Determination of cell growth and cell survival under ethanol stress.

S. cerevisiae wild-type (FY73 and BY4742), znf1Δ, ZNF1-overexpressing, and deletion mutant strains were routinely grown in YPD. These strains were precultured at 30°C overnight with shaking. Aliquots of cells were then used to inoculate fresh YPD and regrown at 30°C with shaking to an OD₆₀₀ of 0.6. Then, the culture was divided in half and treated with and without a 10% (vol/vol) final concentration of ethanol. Culture samples were taken at 0, 4, 6, 24, 48, 72, and 96 h to measure OD₆₀₀ by spectrophotometry to construct growth curves. In parallel, cells collected at each time point were spread on YPD agar and incubated at 30°C for 2 days to determine cell survival by CFU count. At least two independent experiments were performed in triplicate.

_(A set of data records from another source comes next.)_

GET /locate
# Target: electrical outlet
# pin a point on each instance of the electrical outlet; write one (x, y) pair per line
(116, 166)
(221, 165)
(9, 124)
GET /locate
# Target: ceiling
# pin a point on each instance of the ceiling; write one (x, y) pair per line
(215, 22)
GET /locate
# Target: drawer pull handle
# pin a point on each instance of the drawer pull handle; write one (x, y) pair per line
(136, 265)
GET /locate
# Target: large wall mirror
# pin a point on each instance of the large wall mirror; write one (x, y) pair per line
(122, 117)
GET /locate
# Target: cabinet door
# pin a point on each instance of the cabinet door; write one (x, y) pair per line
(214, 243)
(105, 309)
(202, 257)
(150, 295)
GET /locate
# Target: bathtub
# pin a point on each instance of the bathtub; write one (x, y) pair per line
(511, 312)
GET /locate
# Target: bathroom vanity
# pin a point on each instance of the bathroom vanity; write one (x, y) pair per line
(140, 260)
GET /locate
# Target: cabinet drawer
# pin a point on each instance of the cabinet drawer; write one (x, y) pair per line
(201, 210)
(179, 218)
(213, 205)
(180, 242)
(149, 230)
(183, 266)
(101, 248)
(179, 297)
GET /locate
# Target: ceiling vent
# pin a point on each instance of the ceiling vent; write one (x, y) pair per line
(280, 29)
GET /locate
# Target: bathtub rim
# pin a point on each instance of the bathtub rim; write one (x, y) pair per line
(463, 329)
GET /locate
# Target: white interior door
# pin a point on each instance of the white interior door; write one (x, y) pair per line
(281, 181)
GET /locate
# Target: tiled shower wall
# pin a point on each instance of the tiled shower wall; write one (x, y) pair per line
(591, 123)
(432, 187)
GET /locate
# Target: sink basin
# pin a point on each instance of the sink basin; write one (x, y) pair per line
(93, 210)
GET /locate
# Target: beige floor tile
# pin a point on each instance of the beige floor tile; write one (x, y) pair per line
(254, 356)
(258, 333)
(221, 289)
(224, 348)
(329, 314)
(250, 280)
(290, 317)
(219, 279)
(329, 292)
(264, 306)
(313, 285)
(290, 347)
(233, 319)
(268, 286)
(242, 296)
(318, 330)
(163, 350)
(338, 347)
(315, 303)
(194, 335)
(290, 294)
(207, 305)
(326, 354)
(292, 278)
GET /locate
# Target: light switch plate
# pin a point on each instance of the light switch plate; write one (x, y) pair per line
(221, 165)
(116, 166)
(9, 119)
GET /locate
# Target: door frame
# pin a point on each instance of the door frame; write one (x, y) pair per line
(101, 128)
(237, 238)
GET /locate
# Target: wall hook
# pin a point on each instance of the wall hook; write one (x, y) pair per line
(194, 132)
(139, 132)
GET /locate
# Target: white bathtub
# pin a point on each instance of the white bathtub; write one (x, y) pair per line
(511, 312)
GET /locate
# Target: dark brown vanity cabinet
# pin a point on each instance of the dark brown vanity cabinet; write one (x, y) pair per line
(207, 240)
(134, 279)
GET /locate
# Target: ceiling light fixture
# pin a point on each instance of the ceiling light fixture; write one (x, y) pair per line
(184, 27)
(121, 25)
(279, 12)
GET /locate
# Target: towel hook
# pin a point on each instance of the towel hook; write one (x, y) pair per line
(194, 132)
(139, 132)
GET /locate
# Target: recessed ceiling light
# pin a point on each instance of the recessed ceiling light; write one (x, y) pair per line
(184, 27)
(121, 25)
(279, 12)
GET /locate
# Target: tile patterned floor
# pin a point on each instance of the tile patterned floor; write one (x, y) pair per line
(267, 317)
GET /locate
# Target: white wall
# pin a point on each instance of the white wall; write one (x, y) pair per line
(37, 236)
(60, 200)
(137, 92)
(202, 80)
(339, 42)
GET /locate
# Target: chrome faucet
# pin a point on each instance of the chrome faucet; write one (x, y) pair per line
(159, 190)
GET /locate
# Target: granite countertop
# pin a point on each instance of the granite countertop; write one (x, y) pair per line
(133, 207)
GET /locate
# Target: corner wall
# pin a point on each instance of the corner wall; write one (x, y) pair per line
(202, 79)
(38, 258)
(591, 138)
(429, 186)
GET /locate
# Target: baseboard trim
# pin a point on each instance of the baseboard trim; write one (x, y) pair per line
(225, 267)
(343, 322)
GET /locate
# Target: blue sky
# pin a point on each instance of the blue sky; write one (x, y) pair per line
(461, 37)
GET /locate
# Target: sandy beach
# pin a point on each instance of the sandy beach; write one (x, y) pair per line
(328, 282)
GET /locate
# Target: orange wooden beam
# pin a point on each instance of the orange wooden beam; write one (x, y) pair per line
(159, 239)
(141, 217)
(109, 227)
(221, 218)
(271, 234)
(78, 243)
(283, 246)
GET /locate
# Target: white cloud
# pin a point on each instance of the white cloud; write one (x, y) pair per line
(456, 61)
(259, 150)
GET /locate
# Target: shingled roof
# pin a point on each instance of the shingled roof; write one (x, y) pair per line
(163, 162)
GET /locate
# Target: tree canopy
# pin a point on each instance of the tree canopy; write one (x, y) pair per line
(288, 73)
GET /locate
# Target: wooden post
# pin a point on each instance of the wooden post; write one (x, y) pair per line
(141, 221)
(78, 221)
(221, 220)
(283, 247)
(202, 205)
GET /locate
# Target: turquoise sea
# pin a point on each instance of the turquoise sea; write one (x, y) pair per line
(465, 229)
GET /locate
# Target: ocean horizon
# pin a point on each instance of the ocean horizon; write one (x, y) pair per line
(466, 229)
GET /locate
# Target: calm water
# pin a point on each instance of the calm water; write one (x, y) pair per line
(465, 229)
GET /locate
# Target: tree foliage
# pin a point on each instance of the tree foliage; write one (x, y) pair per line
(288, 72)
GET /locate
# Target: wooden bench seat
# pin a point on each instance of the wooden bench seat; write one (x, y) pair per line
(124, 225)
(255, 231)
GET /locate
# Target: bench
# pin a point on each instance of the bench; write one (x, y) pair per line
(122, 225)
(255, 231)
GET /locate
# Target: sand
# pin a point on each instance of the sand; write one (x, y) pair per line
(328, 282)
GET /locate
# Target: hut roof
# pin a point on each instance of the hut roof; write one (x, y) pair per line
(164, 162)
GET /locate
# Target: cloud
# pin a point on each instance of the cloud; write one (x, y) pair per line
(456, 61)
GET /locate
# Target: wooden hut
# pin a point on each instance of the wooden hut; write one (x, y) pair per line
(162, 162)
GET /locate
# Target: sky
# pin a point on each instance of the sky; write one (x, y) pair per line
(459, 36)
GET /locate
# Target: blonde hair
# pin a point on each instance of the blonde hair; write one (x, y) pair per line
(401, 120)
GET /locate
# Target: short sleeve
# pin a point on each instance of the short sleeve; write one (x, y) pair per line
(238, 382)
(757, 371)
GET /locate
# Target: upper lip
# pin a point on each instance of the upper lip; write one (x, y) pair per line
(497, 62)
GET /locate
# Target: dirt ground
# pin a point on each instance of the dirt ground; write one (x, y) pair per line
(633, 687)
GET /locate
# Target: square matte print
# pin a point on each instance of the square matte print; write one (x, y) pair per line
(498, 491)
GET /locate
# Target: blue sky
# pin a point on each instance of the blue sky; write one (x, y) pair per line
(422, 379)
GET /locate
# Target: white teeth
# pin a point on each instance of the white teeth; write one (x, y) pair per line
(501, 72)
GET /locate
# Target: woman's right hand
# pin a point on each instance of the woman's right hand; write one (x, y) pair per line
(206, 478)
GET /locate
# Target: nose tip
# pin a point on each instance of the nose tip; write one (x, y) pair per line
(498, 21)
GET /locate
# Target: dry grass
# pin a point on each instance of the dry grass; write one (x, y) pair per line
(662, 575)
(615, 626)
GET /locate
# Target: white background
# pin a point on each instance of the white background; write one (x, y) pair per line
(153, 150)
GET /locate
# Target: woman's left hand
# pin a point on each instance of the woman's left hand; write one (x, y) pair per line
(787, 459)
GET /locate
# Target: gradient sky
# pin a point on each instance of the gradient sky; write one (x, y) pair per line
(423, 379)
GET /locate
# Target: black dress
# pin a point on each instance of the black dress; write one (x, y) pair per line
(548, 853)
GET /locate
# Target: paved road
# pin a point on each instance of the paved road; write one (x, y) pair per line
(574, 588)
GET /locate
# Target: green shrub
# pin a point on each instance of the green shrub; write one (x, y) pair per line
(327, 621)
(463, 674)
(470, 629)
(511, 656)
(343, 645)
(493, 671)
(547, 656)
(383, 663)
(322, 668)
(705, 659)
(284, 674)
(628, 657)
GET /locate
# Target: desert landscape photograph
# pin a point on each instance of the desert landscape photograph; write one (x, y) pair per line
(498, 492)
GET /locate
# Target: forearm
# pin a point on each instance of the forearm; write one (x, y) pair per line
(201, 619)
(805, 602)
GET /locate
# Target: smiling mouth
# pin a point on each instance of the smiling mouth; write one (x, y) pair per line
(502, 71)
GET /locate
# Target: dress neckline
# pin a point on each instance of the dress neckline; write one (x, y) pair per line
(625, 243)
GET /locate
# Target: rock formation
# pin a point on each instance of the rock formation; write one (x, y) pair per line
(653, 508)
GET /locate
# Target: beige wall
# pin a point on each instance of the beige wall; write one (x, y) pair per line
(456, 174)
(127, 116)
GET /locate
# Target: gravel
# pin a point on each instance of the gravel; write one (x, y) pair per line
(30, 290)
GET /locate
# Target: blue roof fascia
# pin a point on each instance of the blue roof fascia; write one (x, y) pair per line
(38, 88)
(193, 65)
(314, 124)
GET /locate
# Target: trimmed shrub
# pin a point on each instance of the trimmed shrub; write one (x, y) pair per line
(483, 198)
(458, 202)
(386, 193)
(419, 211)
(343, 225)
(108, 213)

Construction of Venn diagram for ethanol response.

The protein-binding motifs of gene targets of transcription factors (Msn4/Msn2, Hsf1, Yap1, and Znf1) were predicted using JASPAR (http://jaspar.genereg.net/) (78) and YEASTSTRACT (http://www.yeastract.com/) (79). Previous data on ethanol tolerance in yeast (8) were referenced for the construction of the Venn diagrams.

Statistical analysis.

Analyses were performed using SPSS Statistics for Mac v. 26 (IBM Corp., Armonk, NY) using Student’s t test, and a P value of <0.05 was considered statistically significant. At least two independent biological experiments were performed with at least three technical replicates.

Data availability.

Data will be made publicly available upon request.